Regierung geht nun Manteltarifabkommen an

Das vergangenen Monat von den Sozialpartnern ausgehandelte Rahmentarifabkommen 2011-2012 für den Privatsektor wird jetzt in die Hände der Regierung Leterme gegeben. Am Freitag hatten die sozialistische und die liberale Gewerkschaft das Abkommen abgelehnt. Die Regierungsspitze soll den Entwurf nun prüfen und entscheiden, welche Punkte möglicherweise umgesetzt werden können.

Die Arbeitgeberorganisationen und die christliche Gewerkschaft ACV hatten der Vereinbarung zugestimmt, die liberale Gewerkschaft hatte das Manteltarifabkommen jedoch mit 55 Prozent der Stimmen abgelehnt und die sozialistische Gewerkschaft war mit fast 75 Prozent der Stimmen gegen das Abkommen.

Der scheidende Premierminister Yves Leterme bedauerte die Entscheidung der liberalen Gewerkschaft ACLVB und der  sozialistischen Gewerkschaft ABVV.

Die Bundesregierung müsse das Rahmentarifabkommen nächste Woche begutachten und "sehen, was noch möglich ist", so Leterme. Das Nein der beiden Gewerkschaften macht eine  Unterzeichnung des Abkommens unmöglich. Die scheidende Arbeitsministerin Joëlle Milquet erinnerte deshalb daran, dass   bereits entschieden worden sei, dass in so einem Fall die Regierung "über eine Abänderung des Abkommens entscheiden muss".

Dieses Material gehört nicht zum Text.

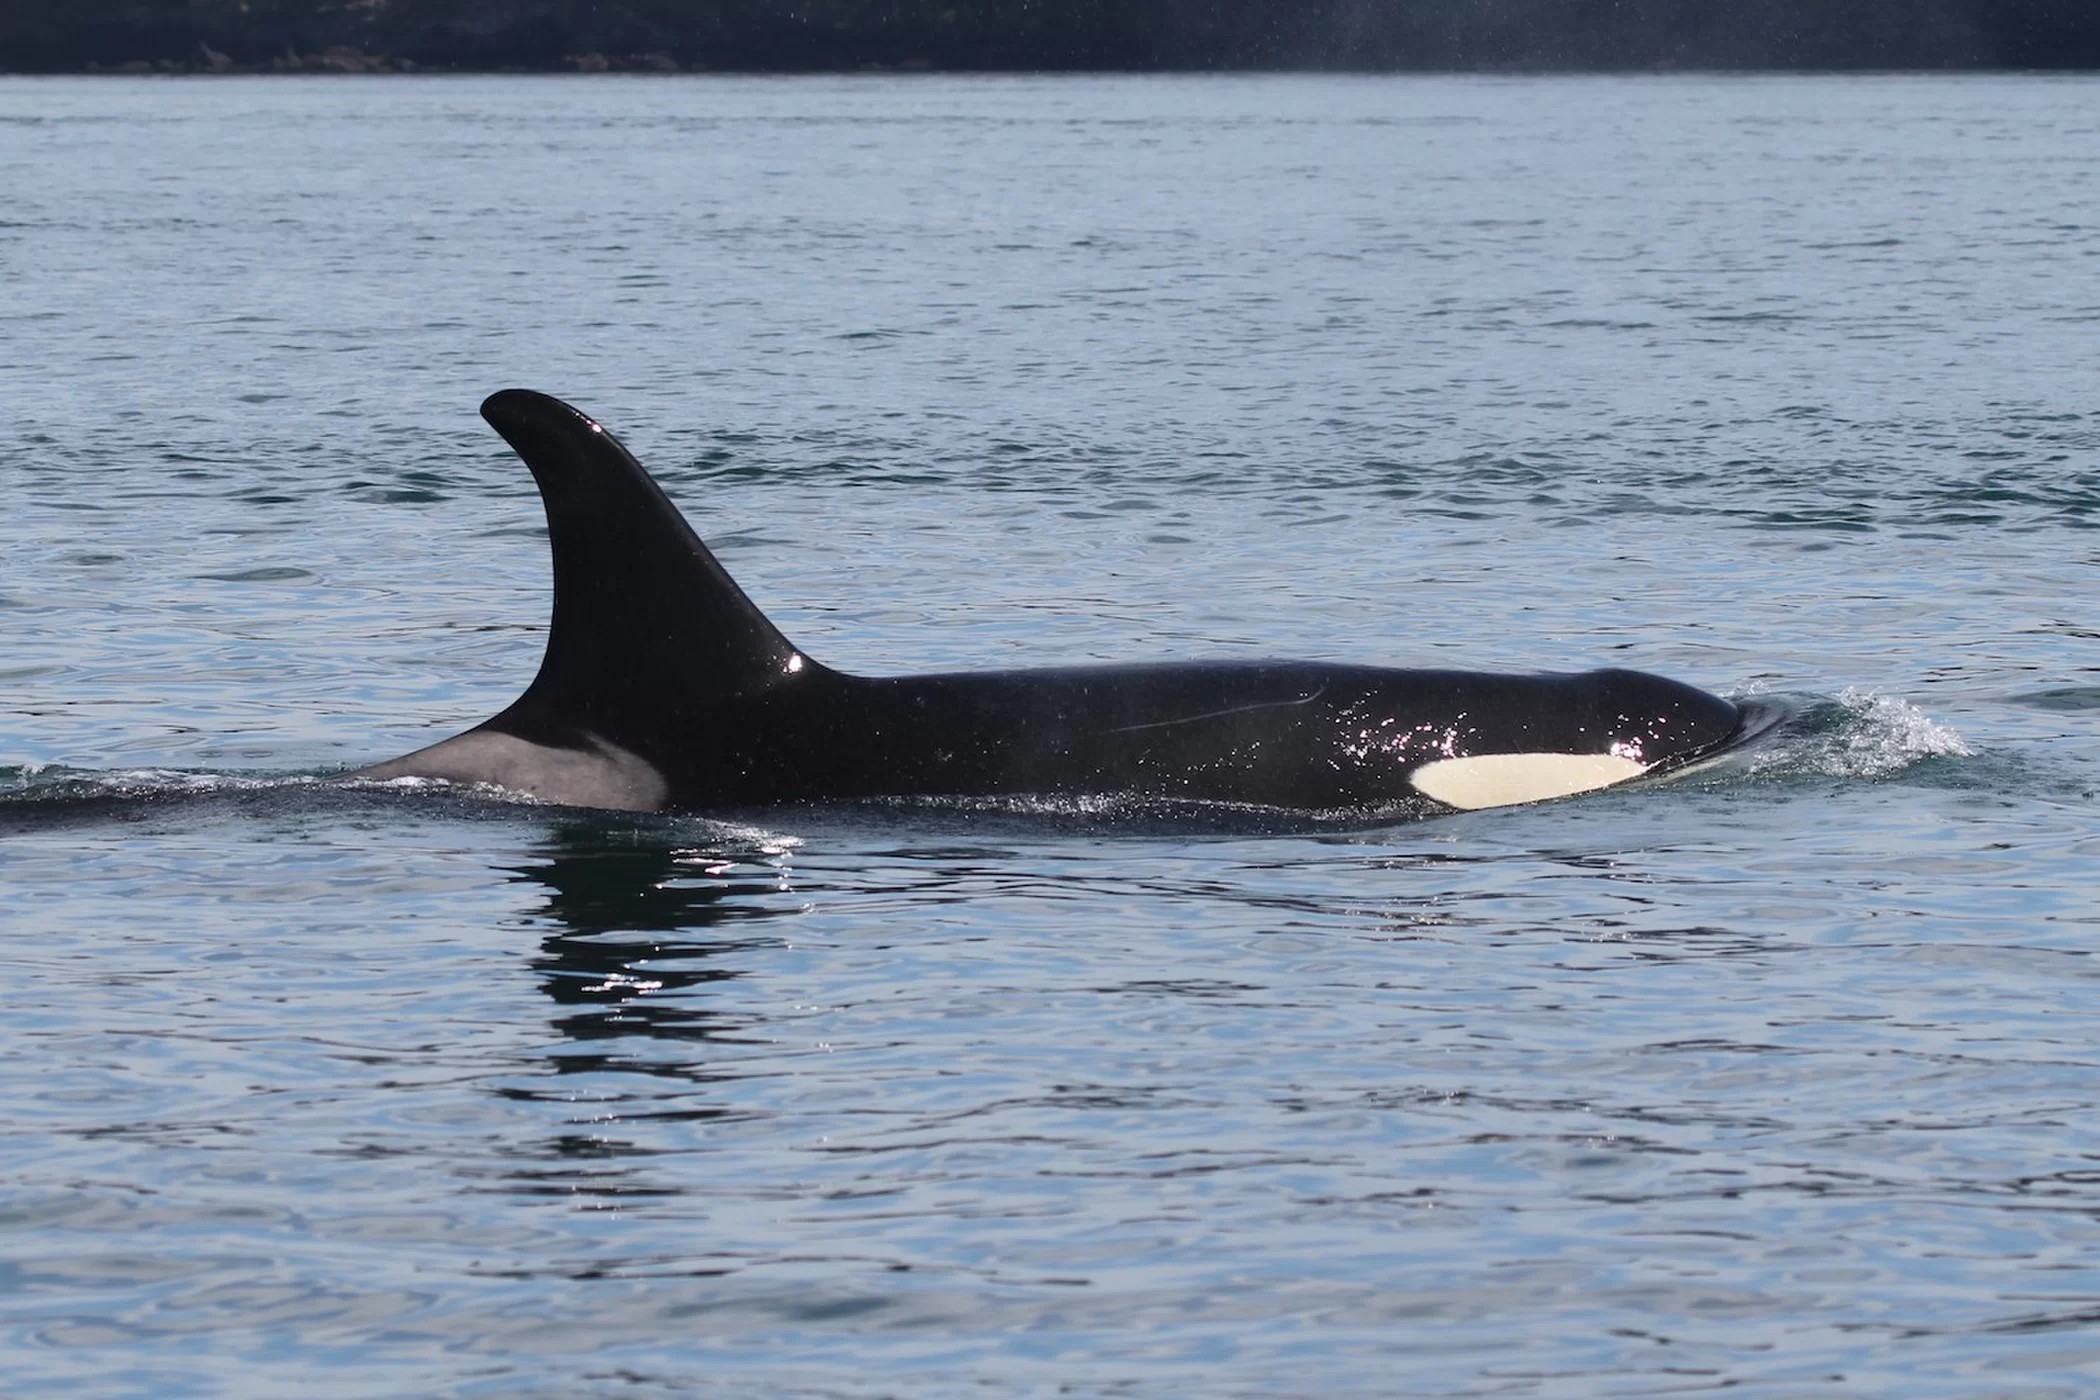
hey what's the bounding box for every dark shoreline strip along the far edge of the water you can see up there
[12,0,2100,71]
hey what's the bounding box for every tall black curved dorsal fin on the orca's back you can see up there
[481,388,821,751]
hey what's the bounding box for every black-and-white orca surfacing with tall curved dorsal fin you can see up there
[342,388,1756,816]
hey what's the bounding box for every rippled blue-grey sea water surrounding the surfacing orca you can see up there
[0,76,2100,1400]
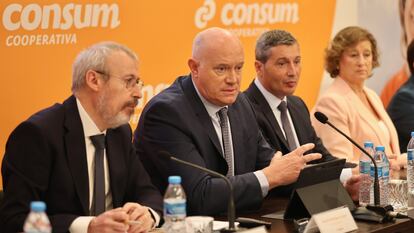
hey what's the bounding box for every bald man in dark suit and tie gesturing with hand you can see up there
[134,28,321,215]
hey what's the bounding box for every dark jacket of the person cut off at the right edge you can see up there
[387,76,414,153]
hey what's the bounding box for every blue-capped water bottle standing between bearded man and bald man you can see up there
[163,176,187,233]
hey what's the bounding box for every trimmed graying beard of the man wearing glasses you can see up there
[97,89,138,128]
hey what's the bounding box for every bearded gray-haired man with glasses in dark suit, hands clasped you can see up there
[0,42,162,233]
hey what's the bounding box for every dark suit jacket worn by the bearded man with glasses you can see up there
[0,96,162,232]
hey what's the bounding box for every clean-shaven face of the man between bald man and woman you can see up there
[255,43,301,99]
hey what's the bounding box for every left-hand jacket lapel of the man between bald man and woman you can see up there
[248,82,289,148]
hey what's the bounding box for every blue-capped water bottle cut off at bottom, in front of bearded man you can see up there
[23,201,52,233]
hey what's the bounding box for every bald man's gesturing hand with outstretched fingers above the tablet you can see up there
[263,143,322,189]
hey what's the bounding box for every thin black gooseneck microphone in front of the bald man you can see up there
[158,151,236,232]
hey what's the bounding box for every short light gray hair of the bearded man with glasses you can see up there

Landesweiter Streik am 4. März?

Der Vorsitzende der sozialistischen Gewerkschaft ABVV, Rudy De Leeuw (Foto) betont indes, dass seine Gewerkschaft eine eins zu eins Ausführung des Abkommens durch die Regierung nicht akzeptieren könne.

Abgelehnt wurde das Abkommen insbesondere aufgrund von drei Punkten: So wurde die Änderung am System der Lohnindexierung und damit die mittelfristig drohende Entkopplung der Löhne an die Lebenshaltungskosten als inakzeptabel bewertet. Außerdem soll der Mindestlohn von 1.250 Euro nicht erhöht werden und im Abkommen wird die Arbeitsplatzsicherheit nicht erwähnt.

"Die Regierung muss begreifen, dass es keine Mehrheit von Seiten der Arbeitnehmer gibt, die die Lohnnormen wie sie in diesem Abkommen stehen, akzeptiert. Wir sagen der Regierung: Führt das in dieser Form nicht durch", so De Leeuw. Was die Angleichung des Statuts Arbeiter-Angestellte betrifft, will De Leeuw, dass erneut hierüber verhandelt werde.

Die ABVV will in den kommenden Wochen verschiedenerorts Sensibilisierungsaktionen veranstalten. Für den 4. März plant die Gewerkschaft einen landesweiten Protesttag gegen den Kompromiss für die Beschäftigten der Privatwirtschaft.